Sunday, August 15, 2004

Plan Afghanistan?

Rumsfeld was in Afghanistan recently pledging to start a "Plan Colombia" style drug war in the country going as far as implying the 17,000 troops there right now may be sent on heroin eradication missions of the same sort that failed so miserably to stem the tide of cocaine leaving South America. The US is reportedly disatisfied with British led efforts to stem the burgeoning industry. Needless the say the soldiers, already strained in searching for the ever elusive Al Qaeda operatives and attempting to keep order in the chaos building around voter registration there, are not thrilled at the prospect of pissing off the drug lords.

One US soldier in Kandahar said: "We start taking out drug guys, and they will start taking out our guys." Many of the roadside bombs and sporadic guerrilla attacks on US soldiers in southern Afghanistan are already blamed on criminal gangs seeking to spread chaos as well as Taliban insurgents.

And there's not much hope of support from local authorities.

The drugs business is widely believed to have corrupted officials up to cabinet level, and many Afghans fear that they may have exchanged Taliban fundamentalism for rule by narco-mafias in the future.

The US is already late in addressing the problem.

After ignoring the opium trade for two years, the US has been forced to take it seriouslyby growing fears that the Taliban and other terrorist groups are financing their activities from the drugs trade on a large scale for the first time.

I doubt if this is the first time the Taliban has been financing their activities with heroin money, it's just the first time the US was willing to acknowledge it. But that aside, there is one small ray of hope in what is sure to become another failed prohibition attempt, at least the Afghanis are smart enough to avoid the biggest pitfall of Plan Colombia.

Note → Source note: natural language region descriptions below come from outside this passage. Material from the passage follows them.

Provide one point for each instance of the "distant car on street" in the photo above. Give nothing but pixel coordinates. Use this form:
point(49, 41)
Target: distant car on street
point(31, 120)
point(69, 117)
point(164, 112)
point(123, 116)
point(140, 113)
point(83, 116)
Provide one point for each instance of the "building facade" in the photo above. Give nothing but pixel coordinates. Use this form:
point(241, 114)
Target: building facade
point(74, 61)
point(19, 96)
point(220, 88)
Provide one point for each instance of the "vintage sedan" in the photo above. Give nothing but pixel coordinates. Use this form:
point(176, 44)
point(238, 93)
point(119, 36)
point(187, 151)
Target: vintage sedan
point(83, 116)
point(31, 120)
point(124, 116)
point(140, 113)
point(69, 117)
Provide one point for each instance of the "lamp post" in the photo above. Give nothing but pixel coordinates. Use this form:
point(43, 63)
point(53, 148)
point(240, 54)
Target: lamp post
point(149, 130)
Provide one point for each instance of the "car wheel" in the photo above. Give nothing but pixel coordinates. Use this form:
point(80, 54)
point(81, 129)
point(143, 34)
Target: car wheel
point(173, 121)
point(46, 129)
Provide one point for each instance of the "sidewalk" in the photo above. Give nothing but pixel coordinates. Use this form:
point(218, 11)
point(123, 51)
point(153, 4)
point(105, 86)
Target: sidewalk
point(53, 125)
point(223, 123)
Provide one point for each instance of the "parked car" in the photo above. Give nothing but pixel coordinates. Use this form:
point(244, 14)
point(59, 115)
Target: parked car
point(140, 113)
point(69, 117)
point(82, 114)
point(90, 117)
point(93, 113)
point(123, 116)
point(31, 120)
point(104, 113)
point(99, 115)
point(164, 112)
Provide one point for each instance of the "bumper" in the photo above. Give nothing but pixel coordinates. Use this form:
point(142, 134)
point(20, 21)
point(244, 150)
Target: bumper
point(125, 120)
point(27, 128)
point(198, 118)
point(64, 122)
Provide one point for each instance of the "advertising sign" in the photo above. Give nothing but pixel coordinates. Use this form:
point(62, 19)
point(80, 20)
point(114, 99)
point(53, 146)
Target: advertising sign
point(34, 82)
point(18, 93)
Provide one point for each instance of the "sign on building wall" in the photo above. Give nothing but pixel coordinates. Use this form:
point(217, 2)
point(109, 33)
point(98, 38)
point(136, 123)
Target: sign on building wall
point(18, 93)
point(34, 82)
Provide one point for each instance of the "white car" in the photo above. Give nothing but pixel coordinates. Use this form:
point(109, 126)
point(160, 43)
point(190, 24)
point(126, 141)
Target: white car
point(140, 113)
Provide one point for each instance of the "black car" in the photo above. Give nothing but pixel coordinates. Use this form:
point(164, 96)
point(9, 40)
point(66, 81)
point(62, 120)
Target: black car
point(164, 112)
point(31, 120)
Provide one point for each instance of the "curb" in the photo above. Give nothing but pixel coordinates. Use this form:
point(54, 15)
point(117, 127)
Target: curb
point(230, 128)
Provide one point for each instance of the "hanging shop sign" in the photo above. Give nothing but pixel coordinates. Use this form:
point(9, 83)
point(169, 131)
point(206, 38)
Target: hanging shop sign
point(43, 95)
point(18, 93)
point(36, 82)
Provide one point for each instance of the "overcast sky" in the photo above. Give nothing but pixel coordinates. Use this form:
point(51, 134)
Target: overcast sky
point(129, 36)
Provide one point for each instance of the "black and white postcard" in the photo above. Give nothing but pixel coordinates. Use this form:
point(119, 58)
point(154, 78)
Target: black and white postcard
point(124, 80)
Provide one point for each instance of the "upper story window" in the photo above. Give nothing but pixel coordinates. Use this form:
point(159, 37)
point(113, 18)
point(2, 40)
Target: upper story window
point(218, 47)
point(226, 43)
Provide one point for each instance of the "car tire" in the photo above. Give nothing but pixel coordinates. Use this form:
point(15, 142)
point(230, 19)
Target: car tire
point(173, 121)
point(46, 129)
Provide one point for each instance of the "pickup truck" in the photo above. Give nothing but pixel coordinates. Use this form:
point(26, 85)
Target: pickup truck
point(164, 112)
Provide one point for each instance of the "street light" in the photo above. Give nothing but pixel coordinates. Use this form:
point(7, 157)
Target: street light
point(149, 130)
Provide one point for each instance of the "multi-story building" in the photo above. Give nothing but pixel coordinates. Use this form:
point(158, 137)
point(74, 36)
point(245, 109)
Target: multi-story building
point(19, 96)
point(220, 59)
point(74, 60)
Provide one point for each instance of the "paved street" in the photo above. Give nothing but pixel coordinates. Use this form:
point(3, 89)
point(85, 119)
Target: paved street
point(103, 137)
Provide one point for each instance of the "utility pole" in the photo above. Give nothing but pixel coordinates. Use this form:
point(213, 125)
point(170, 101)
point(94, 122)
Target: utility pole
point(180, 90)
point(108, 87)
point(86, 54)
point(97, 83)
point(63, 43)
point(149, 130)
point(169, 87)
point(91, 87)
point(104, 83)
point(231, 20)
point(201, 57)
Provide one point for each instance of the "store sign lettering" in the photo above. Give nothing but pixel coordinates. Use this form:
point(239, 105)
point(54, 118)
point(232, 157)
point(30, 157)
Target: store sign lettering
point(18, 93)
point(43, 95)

Using helicopters to spray poppy fields with chemicals is not likely, however, because of fears that wrecking the livelihoods of farmers could provoke violent rural rebellions against the American-backed Kabul government - a problem the Taliban encountered when it outlawed poppy farming.

And US General Eric Olsen seems to have a realistic handle on the situation.

"Poppy eradication may not be the best way to address the drug issue, there may be better ways to interdict the drug trade," he said.

Whatever that means, at least they won't be bombing the indigineous with herbicides.